Restor Dent Endod.  2021 Aug;46(3):e43. 10.5395/rde.2021.46.e43.

Which factors related to apical radiolucency may influence its radiographic detection? A study using CBCT as reference standard

Affiliations
  • 1Department of Oral Diagnosis, Division of Oral Radiology, Piracicaba Dental School, University of Campinas, São Paulo, Brazil
  • 2Department of Dentistry, Oral Radiology area, Federal University of Sergipe, Sergipe, Brazil
  • 3Oral Radiology section, School of Dentistry, Federal University of Alfenas, Minas Gerais, Brazil

Abstract


Objectives
This study aimed to evaluate the detection rate of apical radiolucencies in 2-dimensional images using cone-beam computed tomography (CBCT) as the reference standard, and to determine which factors related to the apical radiolucencies and the teeth could influence its detection.
Materials and Methods
The sample consisted of exams of patients who had panoramic (PAN) and/or periapical (PERI) radiography and CBCT. The exams were assessed by 2 oral radiologists and divided into PAN+CBCT (227 teeth–285 roots) and PERI+CBCT (94 teeth–115 roots).

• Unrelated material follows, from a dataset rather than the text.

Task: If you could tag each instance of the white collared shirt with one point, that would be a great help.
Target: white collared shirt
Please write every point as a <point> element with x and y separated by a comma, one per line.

Radiographic images were evaluated for the presence of apical radiolucency, while CBCT images were assessed for presence, size, location, and involvement of the cortical bone (thinning, expansion, and destruction). Diagnostic values were obtained for PERI and PAN.
Results
PERI and PAN presented high accuracy (0.83 and 0.77, respectively) and specificity (0.89 and 0.91, respectively), but low sensitivity, especially for PAN (0.40 vs. 0.65 of PERI). The size of the apical radiolucency was positively correlated with its detection in PERI and PAN (p < 0.001). For PAN, apical radiolucencies were 3.93 times more frequently detected when related to single-rooted teeth (p = 0.038). The other factors did not influence apical radiolucency detection (p > 0.05).
Conclusions
PERI presents slightly better accuracy than PAN for the detection of apical radiolucency. The size is the only factor related to radiolucency that influences its detection, for both radiographic exams. For PAN, apical radiolucency is most often detected in singlerooted teeth.

Keyword

Endodontics; Cone-beam computed tomography; Panoramic; Periapical; Radiography

Figure

  • Figure 1 Images of PERI+CBCT and PAN+CBCT groups evaluated. Lower left canine in PERI (A) and CBCT coronal reconstruction (B). An upper right first premolar observed in cropped PAN (C) and CBCT sagittal reconstruction (D). Arrows indicate the apical radiolucencies detected in CBCT reconstructions.CBCT, cone-beam computed tomography; PAN, panoramic radiograph; PERI, periapical radiograph.

  • Figure 2 An apical radiolucency in a multi-rooted tooth that was not detected in PAN (A), but detected in the CBCT sagittal reconstruction, indicated by the arrow (B). The arrows are indicating an apical radiolucency detected on both PAN (C) and CBCT sagittal reconstruction (D) of a single-root tooth.CBCT, cone-beam computed tomography; PAN, panoramic radiograph.